IVF Developments and Future prospects
In vitro maturation of oocytes
In vitro maturation (IVM) aims at achieving the final maturation of eggs within the laboratory with ultimate target their optimal fertilization. The immature eggs are obtained by puncturing follicles of small diameter. A similar method involves in vitro maturation of primordial follicles derived from frozen-thawed strips of ovarian tissue, in order to isolate and mature the enclosed oocytes.
In the first method (IVM), maturation only takes a few days, while the second (primordial follicle growth) requires special systems of extended culture. In both cases, the ultimate goal is the production of fully mature fertilizable eggs.
The method is quite promising in the field of ART, especially for special groups of women (e.g. women wishing to secure their fertility potential at a young age by freezing ovarian tissue for use later in life).
For now, the method is still at an experimental stage and its efficacy is limited. The main interests of IVM research groups are the enhancement of collection of immature egg from small follicles, improvement of culture conditions and guarantee that in vitro matured eggs are healthy and normal.
Cryopreservation of stem cells
The research interest of several scientific teams has been recently focused on the ability of certain embryonic cells to multiply and differentiate in culture leading to the formation of organ tissues. The embryonic stem cells are derived from the inner cell mass of the blastocyst.
Experimental data have demonstrated the ability to direct the differentiation of these cells, under specific culture conditions, into haemopoetic cells, neurons, hepatocytes and myocardium cells.
Further development in this area is an exciting scientific challenge as it would form the base for new therapeutic prospects for many diseases.
At present, pluripotent stem cells from the umbilical cord of newborns can be isolated and frozen for a possible future transplantation and treatment of blood diseases.
Cryopreservation of ovarian tissue
The method intends to preserve a woman's reproductive ability prior to aggressive treatments for malignant conditions, aiming to restore normal ovarian function in the future.
A small part of the ovary which contains several immature follicles is removed by laparoscopic surgery or laparotomy and is frozen in Cryopreservation banks.
This confers the following future prospects:
- In vitro maturation of primordial follicles and immature oocytes until they reach the stage of full maturity and are able to be fertilized by IVF.

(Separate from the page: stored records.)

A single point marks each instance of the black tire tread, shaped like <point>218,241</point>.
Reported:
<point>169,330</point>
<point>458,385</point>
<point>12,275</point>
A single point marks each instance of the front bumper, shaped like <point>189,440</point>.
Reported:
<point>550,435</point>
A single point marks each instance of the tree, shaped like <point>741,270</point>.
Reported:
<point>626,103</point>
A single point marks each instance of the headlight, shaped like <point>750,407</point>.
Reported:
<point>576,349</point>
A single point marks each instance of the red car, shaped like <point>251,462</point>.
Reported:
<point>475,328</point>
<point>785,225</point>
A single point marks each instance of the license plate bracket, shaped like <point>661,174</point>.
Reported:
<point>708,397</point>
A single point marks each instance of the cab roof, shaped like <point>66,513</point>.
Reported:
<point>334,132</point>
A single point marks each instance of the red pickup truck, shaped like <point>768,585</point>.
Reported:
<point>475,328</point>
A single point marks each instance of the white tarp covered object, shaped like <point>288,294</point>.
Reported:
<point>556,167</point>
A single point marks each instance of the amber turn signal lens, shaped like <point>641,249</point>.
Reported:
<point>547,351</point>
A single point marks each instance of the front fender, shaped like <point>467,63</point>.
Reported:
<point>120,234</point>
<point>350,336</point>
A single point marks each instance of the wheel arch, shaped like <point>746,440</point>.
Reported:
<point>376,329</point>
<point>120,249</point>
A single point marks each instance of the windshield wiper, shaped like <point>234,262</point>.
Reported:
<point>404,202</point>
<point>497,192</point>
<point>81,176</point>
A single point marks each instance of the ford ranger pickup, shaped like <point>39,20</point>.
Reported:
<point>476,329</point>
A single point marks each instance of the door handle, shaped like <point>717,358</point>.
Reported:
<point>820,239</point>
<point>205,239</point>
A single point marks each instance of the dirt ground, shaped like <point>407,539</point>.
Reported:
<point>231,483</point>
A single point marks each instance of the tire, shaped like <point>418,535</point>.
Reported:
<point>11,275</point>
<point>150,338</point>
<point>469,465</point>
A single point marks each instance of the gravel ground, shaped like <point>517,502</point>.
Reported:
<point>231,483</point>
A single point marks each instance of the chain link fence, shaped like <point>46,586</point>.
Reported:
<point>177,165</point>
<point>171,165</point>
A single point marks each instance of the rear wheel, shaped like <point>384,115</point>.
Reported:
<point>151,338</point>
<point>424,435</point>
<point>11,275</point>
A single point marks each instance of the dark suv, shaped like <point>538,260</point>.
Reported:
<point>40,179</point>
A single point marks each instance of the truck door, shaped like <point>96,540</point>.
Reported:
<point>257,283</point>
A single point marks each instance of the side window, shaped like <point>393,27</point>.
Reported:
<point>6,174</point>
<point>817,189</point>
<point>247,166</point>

- Autografting, i.e. transplantation of the tissue in the same woman in order to restore her ovarian function.
- Heterografting, i.e. transplantation of the tissue in another woman who has lost her reproductive ability.
Freezing of ovarian tissue is internationally accepted, but restoration of ovarian function following transplantation is still under investigation. Progress is continuous giving hope to young cancer patients, who may wish to have a child later on in life.
Transplantation of ovarian tissue
A piece of frozen ovarian tissue can be transplanted in the body of the woman from whom it was taken (autografting) after total treatment from a malignant condition.
When the location of transplantation is the anatomic location of the ovary the transplantation is termed orthotopic. If the tissue is replaced in a different part of the body the transplantation is termed heterotopic. In heterotopc transplantation the ovarian tissue can be grafted in a more convenient anatomic position (e.g. under the skin) which facilitates oocyte recovery from follicles developing under drug stimulation.
Experimental data have shown restoration of ovarian function for a limited period. Researchers investigate the factors that are responsible for the re-establishment of the function of the transplanted ovarian tissue and the restoration of the woman?s reproductive ability. Autologous and heterologous transplantation is only recommended in special cases after the approval of specialized scientists.